Taxi council blames government for violence
Lack of recognition and consultation root cause of most disputes in the industry, says SANTACO
On Wednesday, the South African National Taxi Association Council (SANTACO) told Parliament that the majority of disputes in the industry arise around operating licences and the allocation of routes, and yet the council and other taxi associations are not recognised in the National Land Transport Act, SANTACO president Philip Taaibosch told the Portfolio Committee on Police.
The council also wants the identity of people involved in taxi violence named and it wants section 78 of the Transport Act to be broadened to include the possibility that where a holder of an operating licence is found guilty of any criminal offence, they can lose their operating license.
Taaibosch said SANTACO had not been approached nor consulted by the special task teams assigned to investigate incidents of violence within the taxi industry.
He said SANTACO would like improved communication with the special police task force, the Department of Transport and law enforcement agencies.
Taaibosch said government wants the taxi industry to be organised, yet at the same time the taxi associations are not officially afforded the opportunity to make submissions on routes and operating licences.
“A clear example of such failure to consult was consequently played out in the Africa Mall killings. Operating licences were issued on an existing route that was already in operation. The provincial regulatory entity invited operators to apply for the route but did not first consult with the taxi associations that are already operational on the routes in the direct area … If the associations were consulted, the violence would never have erupted on the route,” he said.
He said some people have been waiting for years for their operating licences, when licences were meant to be issued within six months of application according to the Transport Act.
“In reality the current waiting period that minibus taxi operators are faced with for the renewal or issuing of a new operating licence can be up to five years. An operating licence is only valid for seven years,” said Taaibosch.
“SANTACO would like to be placed in a position where it is able to be proactive in all matters involving the taxi industry rather than being reactive,” said Taaibosch.
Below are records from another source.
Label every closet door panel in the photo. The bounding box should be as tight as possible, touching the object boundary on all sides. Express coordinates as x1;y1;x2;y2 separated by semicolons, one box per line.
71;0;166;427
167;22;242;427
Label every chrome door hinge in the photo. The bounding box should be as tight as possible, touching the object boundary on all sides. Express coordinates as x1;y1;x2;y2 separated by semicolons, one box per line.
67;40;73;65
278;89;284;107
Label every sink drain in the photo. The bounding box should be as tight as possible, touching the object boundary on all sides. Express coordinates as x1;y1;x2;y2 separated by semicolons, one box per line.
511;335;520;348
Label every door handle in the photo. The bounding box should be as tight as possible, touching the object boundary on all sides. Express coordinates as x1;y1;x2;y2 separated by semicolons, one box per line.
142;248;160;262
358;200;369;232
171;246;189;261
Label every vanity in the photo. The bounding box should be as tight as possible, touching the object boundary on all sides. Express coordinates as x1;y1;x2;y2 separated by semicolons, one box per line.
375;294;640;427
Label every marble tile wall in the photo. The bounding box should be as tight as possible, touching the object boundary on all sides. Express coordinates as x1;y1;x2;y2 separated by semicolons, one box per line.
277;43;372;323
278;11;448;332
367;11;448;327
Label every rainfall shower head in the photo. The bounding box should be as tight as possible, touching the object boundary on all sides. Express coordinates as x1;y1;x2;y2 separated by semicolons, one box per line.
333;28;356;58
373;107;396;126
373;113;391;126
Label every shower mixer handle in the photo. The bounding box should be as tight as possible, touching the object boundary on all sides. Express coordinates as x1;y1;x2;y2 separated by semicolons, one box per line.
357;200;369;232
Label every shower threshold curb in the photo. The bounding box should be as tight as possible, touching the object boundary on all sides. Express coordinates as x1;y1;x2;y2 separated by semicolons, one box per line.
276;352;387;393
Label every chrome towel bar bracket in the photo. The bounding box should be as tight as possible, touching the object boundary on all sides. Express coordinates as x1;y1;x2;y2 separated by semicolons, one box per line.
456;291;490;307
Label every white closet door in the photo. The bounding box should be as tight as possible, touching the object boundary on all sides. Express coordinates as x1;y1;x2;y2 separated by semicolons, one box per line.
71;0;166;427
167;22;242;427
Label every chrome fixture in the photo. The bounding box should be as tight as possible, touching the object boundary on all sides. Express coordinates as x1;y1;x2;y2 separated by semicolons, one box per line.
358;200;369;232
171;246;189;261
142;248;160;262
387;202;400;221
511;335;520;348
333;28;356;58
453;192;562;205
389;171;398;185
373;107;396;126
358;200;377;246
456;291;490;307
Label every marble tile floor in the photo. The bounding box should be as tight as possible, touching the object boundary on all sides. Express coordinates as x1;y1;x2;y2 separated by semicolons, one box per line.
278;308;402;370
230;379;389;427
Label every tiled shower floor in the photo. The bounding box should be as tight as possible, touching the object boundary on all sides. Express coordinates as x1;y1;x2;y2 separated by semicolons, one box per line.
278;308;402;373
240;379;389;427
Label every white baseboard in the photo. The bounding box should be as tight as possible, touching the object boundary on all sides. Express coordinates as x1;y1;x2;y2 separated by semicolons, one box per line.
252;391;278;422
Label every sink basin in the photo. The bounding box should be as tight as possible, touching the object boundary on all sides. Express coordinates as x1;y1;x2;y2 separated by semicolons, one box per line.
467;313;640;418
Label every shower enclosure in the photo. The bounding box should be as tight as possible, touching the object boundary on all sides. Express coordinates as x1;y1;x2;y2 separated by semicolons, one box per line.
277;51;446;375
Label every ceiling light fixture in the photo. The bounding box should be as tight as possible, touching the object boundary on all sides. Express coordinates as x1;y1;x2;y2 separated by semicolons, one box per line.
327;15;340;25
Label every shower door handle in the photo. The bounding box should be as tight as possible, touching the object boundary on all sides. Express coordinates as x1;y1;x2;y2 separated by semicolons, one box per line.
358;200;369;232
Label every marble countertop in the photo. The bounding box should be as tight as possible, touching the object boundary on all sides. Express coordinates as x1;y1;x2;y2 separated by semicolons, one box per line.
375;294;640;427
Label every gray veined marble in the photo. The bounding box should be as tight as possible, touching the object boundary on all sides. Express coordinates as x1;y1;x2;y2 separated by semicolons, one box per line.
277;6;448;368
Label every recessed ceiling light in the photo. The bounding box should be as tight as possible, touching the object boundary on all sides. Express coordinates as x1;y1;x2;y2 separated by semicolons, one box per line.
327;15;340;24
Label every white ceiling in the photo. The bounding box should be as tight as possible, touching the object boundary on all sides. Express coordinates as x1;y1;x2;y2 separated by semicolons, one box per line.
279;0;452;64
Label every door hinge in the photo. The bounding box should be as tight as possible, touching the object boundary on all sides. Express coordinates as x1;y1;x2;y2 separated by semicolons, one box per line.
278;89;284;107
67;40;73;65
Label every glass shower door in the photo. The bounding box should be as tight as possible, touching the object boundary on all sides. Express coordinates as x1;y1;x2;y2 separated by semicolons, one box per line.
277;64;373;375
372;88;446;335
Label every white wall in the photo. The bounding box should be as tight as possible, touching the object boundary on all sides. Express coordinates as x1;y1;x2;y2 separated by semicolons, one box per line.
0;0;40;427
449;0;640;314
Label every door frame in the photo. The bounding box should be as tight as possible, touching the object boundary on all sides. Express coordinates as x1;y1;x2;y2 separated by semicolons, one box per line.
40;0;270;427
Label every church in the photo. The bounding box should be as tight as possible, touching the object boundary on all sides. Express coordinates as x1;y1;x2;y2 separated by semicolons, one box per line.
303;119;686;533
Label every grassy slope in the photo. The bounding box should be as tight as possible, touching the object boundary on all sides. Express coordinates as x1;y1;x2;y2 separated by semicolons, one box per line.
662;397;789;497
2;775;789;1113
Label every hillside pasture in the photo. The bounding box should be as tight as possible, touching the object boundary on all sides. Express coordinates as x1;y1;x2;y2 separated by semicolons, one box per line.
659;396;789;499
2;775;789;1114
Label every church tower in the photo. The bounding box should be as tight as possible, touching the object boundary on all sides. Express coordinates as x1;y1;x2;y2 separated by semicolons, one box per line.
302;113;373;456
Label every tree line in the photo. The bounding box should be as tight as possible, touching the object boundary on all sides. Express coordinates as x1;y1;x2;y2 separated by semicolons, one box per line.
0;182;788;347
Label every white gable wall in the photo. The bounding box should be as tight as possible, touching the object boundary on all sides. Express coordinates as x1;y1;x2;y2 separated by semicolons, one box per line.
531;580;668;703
Dikeledi Magadzi (ANC), chairperson of the Portfolio Committee on Transport, told GroundUp, it does engage with SANTACO. Recently the committee had summoned them to Parliament. Amending section 78 was on the agenda.
“There is no one who should operate without a licence. Even if it’s Uber or a meter taxi they must have an operating licence; they must have a permit. We asked the municipalities to make sure they have made an analysis of the routes and take note of the total number of the taxis on the critical routes,” she said.
COSATU says aloud what many commuters mutter
Matthew Parks of COSATU told the committee that government had failed the taxi industry. “This is one of the few black dominated industries in South Africa that grew in spite of apartheid. Workers have no choice but to use taxis as there is no alternative to public transport. PRASA has collapsed.
“This sector is governed by anarchy, by lawlessness and it is a danger to the commuters on a daily basis. Taxi drivers are known to be grumpy. They drive on a yellow lane with no speed restriction. Traffic lights are irrelevant. They throw traffic tickets out of the window in front of the officer with no consequences. They drive taxis that are not roadworthy and with no signals,” he said.
Parks also said taxi drivers worked 18 hours a day, seven days a week. They are under severe pressure to meet daily targets. It is an industry that doesn’t pay taxes, but makes billions a year.
He said that in Cape Town there is a close connection between the taxi owners, gangs and syndicates. Many taxi owners were also involved in money laundering and drugs. He said politicians also own taxis and are corrupt.